Tarım ve Orman Bakanı Bekir Pakdemirli, video konferans yöntemiyle bakanlığa bağlı bölge ve 81 ilin tarım ve orman müdürleriyle istişare toplantısı düzenledi. Bölge ve il müdürlerine "Bakanlığımızla ilgiliyse vatandaşın işini mutlaka ama mutlaka çözün" diyen Bakan Pakdemirli, “2021 yılı su ve sulama yatırımlarında hamle yılı olacak” dedi.
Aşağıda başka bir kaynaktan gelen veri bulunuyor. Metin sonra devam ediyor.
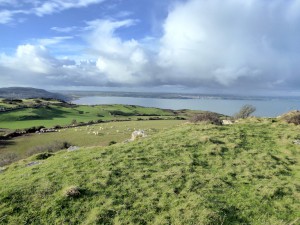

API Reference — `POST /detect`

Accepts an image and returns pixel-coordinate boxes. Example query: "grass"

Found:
[0,119,300,225]
[0,102,191,129]
[0,120,182,165]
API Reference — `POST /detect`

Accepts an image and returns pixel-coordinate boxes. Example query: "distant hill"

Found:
[0,87,70,101]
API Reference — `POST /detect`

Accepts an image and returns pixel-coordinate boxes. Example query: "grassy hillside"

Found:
[0,119,300,225]
[0,99,195,129]
[0,87,71,101]
[0,120,183,167]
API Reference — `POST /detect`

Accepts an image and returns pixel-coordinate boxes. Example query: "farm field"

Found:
[0,99,199,129]
[0,120,184,165]
[0,118,300,225]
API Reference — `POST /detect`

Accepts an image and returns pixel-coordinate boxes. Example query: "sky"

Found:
[0,0,300,96]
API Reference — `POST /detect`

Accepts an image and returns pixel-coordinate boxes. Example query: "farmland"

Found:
[0,118,300,225]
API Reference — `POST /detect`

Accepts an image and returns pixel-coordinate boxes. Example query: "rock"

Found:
[222,120,233,125]
[0,167,7,173]
[67,146,80,152]
[26,161,41,166]
[130,130,147,141]
[293,139,300,145]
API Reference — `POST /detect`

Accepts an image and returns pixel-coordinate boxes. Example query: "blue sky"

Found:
[0,0,300,95]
Bakan Pakdemirli, düzenlenen toplantıda bölge ve il müdürlerinden illerindeki tarım ve hayvancılığın potansiyelini harekete geçirecek projeleri belirlemelerini ve bu projelere öncelik vermelerini istedi. Ayrıca ekim alanları, rekolte bilgileri, küçükbaş, büyükbaş hayvan sayıları gibi konuların yakından takip edilmesini ve ildeki et, süt, yem, yem hammaddeleri, hububat fiyatları, meyve ve sebze fiyatları gibi tarım ürünleri fiyatlarının yakından takip edilmesi gerektiğini vurgulayan Pakdemirli, “2021 yılında 2020’den daha çok çalışmamız gerekiyor. Muhakkak ki her mevki, her makam, her unvan geçicidir. Kanunun, mevzuatın arkasına sığınmayın, bahane etmeyin, insanımızı eli boş göndermeyin. Bakanlığımızla ilgiliyse mutlaka ama mutlaka çözün, başka bakanlığı ilgilendiriyorsa da yine çözün, gidin görüşün, mutlaka çözün. Çünkü Cumhurbaşkanlığı Hükümet Sistemi, işte tam da bu etkileşim için, yani bürokrasiyi azaltmak, hızı arttırmak, vatandaşın işini kolaylaştırmak için var” diye konuştu.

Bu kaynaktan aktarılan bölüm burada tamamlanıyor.